Po wielu miesiącach walki, widowiskowych protestach (prezydent Bydgoszczy opuścił salę obrad w czasie dyskusji nad tekstem uchwały Rady Miasta), oskarżeniach o łamanie prawa (wojewodę krytykowano za późną publikację treści uchwały w biuletynie) w ubiegłym tygodniu zaczęły obowiązywać nowe stawki opłat targowych. Zgodnie z wolą radnych są one od 30 do 50 niższe.
- Rada Miasta decydując się na obniżenie stawek udowodniła, że można myśleć inaczej - nie tylko o podwyższaniu opłat. Uchwała weszła w życie miesiąc za późno. Nie znam drugiej, która byłaby tak wnikliwie badana - twierdzi Wojciech Nowacki, przewodniczący komisji budżetu RM.
Zmiana własności?
Zdaniem radnego Nowackiego na decyzji radnych zyska kilkaset osób, szczególnie tych, którzy pracują na targowisku hurtowym przy ul. Kieleckiej.
- To pierwszy krok - zapowiada przewodniczący komisji budżetu podkreślając, że nadszedł czas na poprawienie warunków najmu. - _Prowadzący targowiska spisują umowy dzierżawy na zbyt krótki okres; od roku do trzech lat. Uniemożliwia to inwestowanie w administrowany przez nich teren. Miasta, jego właściciel, zawsze dyktuje warunki.

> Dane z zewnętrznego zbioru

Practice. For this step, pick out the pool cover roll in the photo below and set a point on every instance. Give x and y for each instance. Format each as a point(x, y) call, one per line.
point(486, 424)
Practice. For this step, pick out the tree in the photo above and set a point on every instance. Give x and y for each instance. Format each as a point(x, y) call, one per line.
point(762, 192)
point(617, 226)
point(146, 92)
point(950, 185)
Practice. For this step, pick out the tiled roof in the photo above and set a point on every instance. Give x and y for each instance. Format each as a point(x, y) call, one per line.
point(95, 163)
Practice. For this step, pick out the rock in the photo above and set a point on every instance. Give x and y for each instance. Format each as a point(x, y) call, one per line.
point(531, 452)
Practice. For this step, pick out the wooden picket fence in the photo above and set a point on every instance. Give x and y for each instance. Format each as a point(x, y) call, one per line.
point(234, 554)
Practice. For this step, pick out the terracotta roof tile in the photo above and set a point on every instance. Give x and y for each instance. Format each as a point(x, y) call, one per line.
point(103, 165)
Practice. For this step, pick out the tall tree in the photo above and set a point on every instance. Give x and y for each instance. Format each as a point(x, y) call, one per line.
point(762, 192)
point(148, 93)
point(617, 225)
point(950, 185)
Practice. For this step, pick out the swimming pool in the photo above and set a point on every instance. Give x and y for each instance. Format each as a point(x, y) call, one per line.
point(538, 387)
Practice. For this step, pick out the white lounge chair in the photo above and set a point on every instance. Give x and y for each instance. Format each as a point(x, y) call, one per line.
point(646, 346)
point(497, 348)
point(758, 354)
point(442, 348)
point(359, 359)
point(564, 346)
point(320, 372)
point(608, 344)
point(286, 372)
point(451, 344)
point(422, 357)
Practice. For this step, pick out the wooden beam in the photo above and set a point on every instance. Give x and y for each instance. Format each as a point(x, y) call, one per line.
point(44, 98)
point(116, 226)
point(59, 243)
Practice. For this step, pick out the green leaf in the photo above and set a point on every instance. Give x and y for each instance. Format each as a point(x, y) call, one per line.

Uważam, że są one niekorzystne dla kupców.
**_Zbierają administratorzy
Przypomnijmy, że zgodnie z zapisem uchwały obowiązek uiszczenia opłaty targowej powstaje z chwilą rozpoczęcia sprzedaży na targowiskach oraz w innych miejscach.
Zwolnione od opłaty targowej są osoby, które m.in.: prowadzą działalność handlową prowadzoną na imprezach charytatywnych. Na inkasentów wyznaczono prowadzących targowiska.